Thursday, September 6, 2012

Nyctophobia in a Snippet

I really need to post something on here, and sense I have nothing much to say other than my family just grow by two new kittens, and I am starting Bible Collage this week, I thought I'd post a snippet of a story I have been turning around in my mind for awhile.  I've been reluctant to write it though for several reasons, but the main one is that I have absolutely no experience in this kind of topic.  The story is about a person who is terrified of the dark, one day there is an accident, and their eyes are damaged leaving them temporarily blinded.  So here it is.

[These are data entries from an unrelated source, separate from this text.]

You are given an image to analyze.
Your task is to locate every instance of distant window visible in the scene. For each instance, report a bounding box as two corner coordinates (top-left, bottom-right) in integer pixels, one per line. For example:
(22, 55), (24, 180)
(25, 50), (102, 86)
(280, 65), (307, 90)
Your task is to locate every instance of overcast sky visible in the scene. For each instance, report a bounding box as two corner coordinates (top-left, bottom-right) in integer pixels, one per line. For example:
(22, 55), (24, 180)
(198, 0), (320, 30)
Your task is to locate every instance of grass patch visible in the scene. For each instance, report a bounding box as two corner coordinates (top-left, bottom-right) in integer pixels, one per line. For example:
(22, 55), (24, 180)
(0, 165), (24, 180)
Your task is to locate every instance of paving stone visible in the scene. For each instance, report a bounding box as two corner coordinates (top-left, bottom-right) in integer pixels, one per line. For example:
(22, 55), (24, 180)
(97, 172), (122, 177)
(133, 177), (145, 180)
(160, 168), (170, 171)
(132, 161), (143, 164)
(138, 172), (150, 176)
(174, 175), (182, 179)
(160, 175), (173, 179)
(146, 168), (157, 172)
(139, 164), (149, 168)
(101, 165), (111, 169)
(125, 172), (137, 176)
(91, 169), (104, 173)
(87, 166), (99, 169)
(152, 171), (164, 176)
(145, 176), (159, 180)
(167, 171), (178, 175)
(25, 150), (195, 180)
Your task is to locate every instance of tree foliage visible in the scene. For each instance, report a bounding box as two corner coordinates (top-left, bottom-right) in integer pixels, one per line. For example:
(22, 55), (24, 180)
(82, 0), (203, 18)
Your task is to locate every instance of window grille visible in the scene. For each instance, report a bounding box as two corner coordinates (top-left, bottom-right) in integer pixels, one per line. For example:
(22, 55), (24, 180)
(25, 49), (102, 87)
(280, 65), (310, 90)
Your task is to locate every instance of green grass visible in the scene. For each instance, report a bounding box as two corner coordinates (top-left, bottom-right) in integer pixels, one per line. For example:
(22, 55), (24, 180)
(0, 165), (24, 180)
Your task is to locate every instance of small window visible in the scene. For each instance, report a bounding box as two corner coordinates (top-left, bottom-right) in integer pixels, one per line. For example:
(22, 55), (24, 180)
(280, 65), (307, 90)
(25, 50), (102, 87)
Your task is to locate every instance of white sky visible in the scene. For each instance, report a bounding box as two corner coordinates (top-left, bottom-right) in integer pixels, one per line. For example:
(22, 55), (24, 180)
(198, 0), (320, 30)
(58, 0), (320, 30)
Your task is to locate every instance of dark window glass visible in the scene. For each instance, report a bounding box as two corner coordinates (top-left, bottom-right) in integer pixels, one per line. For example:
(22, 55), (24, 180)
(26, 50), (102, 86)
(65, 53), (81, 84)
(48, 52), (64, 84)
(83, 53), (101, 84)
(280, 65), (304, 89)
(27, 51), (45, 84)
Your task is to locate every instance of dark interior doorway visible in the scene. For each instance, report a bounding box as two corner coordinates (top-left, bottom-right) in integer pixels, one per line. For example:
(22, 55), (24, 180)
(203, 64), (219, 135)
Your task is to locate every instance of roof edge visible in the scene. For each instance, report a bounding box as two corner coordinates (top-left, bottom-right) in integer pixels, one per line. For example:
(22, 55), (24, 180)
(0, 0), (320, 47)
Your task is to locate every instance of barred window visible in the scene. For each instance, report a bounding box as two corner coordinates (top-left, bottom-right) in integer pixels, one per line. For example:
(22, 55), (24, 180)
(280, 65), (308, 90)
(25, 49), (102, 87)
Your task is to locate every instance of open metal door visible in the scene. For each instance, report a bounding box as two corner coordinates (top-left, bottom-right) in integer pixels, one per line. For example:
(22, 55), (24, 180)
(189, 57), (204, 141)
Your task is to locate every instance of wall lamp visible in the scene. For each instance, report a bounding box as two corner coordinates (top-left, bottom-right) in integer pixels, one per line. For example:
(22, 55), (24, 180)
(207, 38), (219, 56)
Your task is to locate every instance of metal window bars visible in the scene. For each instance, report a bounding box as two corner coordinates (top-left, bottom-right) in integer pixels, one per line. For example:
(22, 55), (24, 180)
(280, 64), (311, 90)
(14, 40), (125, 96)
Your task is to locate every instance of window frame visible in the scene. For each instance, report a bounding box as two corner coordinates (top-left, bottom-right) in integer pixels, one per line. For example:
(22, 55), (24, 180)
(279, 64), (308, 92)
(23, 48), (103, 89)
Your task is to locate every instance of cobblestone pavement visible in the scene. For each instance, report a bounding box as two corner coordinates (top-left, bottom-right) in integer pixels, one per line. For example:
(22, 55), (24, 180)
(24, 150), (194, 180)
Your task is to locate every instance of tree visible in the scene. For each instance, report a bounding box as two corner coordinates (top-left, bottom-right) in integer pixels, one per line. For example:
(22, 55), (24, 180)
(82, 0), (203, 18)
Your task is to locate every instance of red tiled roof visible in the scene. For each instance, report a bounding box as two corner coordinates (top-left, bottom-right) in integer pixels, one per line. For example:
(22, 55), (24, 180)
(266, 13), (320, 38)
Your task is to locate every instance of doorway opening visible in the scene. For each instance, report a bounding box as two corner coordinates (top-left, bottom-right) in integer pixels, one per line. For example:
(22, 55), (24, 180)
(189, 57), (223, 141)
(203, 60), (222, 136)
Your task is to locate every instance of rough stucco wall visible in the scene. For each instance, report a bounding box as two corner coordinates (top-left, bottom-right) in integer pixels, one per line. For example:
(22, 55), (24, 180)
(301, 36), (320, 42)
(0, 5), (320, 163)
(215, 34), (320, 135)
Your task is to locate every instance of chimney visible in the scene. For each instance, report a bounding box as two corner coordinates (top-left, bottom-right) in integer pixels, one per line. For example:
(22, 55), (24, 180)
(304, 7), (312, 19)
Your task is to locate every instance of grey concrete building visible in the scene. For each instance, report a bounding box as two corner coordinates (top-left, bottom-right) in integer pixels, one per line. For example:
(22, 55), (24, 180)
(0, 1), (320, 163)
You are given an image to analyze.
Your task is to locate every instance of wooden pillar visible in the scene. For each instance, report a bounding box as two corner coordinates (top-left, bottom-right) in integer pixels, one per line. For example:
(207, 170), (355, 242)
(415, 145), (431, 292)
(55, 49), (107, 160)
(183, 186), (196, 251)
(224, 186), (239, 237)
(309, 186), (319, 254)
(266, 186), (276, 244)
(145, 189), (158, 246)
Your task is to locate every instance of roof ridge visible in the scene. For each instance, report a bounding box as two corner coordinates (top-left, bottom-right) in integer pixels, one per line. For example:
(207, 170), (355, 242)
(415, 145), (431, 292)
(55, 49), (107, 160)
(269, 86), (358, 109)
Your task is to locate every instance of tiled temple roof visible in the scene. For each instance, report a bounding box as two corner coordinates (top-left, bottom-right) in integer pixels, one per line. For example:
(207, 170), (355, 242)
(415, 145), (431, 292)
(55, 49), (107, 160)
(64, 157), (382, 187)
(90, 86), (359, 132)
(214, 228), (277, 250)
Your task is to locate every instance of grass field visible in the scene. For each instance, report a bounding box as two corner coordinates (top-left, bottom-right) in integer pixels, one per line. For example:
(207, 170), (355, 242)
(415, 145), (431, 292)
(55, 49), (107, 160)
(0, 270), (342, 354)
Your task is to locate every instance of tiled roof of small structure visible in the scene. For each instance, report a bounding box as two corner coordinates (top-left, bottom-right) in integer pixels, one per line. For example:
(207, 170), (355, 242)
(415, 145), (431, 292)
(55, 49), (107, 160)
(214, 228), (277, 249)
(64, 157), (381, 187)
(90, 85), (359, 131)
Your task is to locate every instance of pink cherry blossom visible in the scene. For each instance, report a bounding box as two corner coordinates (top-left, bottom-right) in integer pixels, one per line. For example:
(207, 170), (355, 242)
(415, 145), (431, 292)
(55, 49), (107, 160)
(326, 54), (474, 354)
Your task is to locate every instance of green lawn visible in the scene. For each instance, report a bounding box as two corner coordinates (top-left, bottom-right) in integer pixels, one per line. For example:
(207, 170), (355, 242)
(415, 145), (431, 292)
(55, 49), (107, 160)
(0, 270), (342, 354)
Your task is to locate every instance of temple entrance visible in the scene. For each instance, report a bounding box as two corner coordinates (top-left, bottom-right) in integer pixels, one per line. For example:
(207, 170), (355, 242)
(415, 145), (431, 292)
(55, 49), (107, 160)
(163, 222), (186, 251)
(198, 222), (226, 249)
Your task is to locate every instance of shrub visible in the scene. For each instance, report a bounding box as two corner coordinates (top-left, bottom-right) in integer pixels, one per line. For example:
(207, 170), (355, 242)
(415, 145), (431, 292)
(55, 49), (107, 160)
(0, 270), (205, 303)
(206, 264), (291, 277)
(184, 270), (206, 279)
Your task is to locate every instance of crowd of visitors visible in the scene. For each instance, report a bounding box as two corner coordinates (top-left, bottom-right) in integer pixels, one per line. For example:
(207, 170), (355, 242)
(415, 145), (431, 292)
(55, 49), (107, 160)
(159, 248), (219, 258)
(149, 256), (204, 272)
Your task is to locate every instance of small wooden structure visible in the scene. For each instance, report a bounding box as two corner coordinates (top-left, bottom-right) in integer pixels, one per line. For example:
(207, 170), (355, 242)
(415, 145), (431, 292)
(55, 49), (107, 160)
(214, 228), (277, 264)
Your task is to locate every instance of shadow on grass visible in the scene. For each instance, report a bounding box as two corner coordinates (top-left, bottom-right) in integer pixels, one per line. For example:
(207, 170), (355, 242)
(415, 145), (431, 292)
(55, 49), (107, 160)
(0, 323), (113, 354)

There is something about the dark that always scars people.  The knowledge that the unknown is so close to them.  That the darkness hides uncounted terrors that are waiting for you to shout you eyes.  It is a childish fear, one that should not bother an adult.  I keep telling my self that, but it does not help, nothing helps.  It is called Nyctophobia, and they tell me that it is triggered by "the brain’s disfigured perception of what would or could happen when in a dark environment".  That knowledge did not make it anything easier though when I had my accident   

Yesterday there was accident at gas station that resulted in a explosion.  I was too close and some how the light or the heat or something burned my eyes.  Now I'm trapped.  Not in a single room or building, but behind my own eyes.  That explosion burned the retina of my eyes and now I'm blind.  The doctors say it is temporary, that they will heal in a few months, but how can I survive those few months?  Blackness is all around me now and there is nothing I can do to get away from it.  I'm trapped.  Forced by the bandages around my head to carry the blackness that I hate around with me.  

I never thought of it till just know, but how could this person be writing this when their blind?  That does not really matter right now though, I'm more worried about making it sound believable.  What do you think?  Is it too stiff, and calm?  Anyone out there really scared of the dark, because I personally am not and it would be nice to get some feed back from someone who really is.  Hope you all enjoyed it short as it was.